Tribunal Administratif de Poitiers — Décision N° TA86-2503093

mardi 6 janvier 2026

JuridictionTribunal Administratif de Poitiers
SectionTribunal Administratif de Poitiers
N° DossierTA86-2503093
TypeOrdonnance
RecoursExcès de pouvoir

Résumé IA

Le Tribunal administratif de Poitiers a rejeté la requête de M. B... contestant un certificat d'urbanisme négatif délivré par le maire des Essards. Le requérant n'a exposé aucun moyen opérant dans sa requête, se bornant à affirmer que les conditions étaient respectées sans développer d'argument juridique. Cette irrecevabilité manifeste, fondée sur les articles R. 222-1 (4° et 7°) et R. 411-1 du code de justice administrative, a conduit au rejet de la demande sans régularisation possible.

Texte intégral

Vu la procédure suivante :

Par une requête enregistrée le 2 octobre 2025, M. A... B... demande au tribunal d’annuler la décision du 16 juin 2025 par laquelle le maire des Essards lui a délivré un certificat d’urbanisme négatif pour la création d’une parcelle de 4 000 m² sur un terrain de 6 560 m².


Vu les autres pièces du dossier.

Vu le code de justice administrative.


Considérant ce qui suit :

1. Aux termes de l'article R. 222-1 du code de justice administrative : « (…) les présidents de formation de jugement des tribunaux (…) peuvent, par ordonnance : (…) 4º Rejeter les requêtes manifestement irrecevables, lorsque la juridiction n'est pas tenue d'inviter leur auteur à les régulariser / (…) / 7° Rejeter, après l'expiration du délai de recours ou, lorsqu'un mémoire complémentaire a été annoncé, après la production de ce mémoire, les requêtes ne comportant que des moyens de légalité externe manifestement infondés, des moyens irrecevables, des moyens inopérants ou des moyens qui ne sont assortis que de faits manifestement insusceptibles de venir à leur soutien ou ne sont manifestement pas assortis des précisions permettant d'en apprécier le bien-fondé. (…) ».

2. Aux termes de l’article R. 411‑1 du code de justice administrative : « La juridiction est saisie par requête.

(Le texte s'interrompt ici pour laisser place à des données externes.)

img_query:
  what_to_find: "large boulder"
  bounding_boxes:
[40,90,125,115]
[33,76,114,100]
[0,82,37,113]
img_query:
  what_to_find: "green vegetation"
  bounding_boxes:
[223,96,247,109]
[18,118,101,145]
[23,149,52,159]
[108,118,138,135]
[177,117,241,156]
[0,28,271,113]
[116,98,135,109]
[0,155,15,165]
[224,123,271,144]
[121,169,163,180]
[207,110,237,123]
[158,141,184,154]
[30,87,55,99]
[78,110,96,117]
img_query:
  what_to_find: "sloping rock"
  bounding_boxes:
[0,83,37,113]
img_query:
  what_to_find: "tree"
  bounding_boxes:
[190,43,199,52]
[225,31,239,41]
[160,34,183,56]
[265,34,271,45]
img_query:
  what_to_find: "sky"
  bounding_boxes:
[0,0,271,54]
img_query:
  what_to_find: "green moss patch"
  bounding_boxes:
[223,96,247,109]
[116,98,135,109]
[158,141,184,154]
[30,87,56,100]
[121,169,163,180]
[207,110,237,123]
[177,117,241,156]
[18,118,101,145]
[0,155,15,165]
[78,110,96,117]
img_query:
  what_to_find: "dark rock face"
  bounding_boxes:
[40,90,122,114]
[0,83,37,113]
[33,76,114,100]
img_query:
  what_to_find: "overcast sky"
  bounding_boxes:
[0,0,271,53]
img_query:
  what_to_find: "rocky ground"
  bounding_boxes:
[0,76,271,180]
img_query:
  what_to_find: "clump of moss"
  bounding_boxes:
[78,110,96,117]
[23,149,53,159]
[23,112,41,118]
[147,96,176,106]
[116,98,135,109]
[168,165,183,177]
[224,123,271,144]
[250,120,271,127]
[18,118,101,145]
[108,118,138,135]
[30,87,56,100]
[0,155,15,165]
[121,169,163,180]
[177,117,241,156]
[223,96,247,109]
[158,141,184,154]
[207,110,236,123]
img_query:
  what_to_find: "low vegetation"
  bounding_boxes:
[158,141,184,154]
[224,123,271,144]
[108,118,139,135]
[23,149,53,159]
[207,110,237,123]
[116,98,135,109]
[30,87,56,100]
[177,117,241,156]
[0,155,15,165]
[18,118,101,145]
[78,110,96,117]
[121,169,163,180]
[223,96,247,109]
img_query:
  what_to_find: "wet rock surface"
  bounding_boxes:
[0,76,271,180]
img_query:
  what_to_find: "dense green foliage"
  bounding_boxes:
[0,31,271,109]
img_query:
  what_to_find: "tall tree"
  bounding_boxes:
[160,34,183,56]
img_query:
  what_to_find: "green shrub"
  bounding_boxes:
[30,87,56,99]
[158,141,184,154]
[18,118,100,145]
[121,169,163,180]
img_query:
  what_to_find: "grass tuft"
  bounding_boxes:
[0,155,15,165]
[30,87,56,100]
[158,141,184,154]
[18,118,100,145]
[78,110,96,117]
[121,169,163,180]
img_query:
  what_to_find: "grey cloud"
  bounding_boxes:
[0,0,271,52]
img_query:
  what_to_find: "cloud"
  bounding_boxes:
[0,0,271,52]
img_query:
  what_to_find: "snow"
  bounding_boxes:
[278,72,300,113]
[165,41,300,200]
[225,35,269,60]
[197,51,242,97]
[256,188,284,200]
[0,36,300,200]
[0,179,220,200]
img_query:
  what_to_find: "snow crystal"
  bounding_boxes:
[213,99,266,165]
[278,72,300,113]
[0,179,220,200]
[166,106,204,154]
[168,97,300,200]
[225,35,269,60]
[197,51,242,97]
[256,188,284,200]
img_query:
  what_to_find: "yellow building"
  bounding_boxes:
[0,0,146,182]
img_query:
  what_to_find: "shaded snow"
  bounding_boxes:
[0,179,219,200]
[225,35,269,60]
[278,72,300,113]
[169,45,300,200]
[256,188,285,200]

La requête indique les nom et domicile des parties. Elle contient l’exposé des faits et moyens, ainsi que l’énoncé des conclusions soumises au juge. L’auteur d’une requête ne contenant l’exposé d’aucun moyen ne peut la régulariser par le dépôt d’un mémoire exposant un ou plusieurs moyens que jusqu’à l’expiration du délai de recours ».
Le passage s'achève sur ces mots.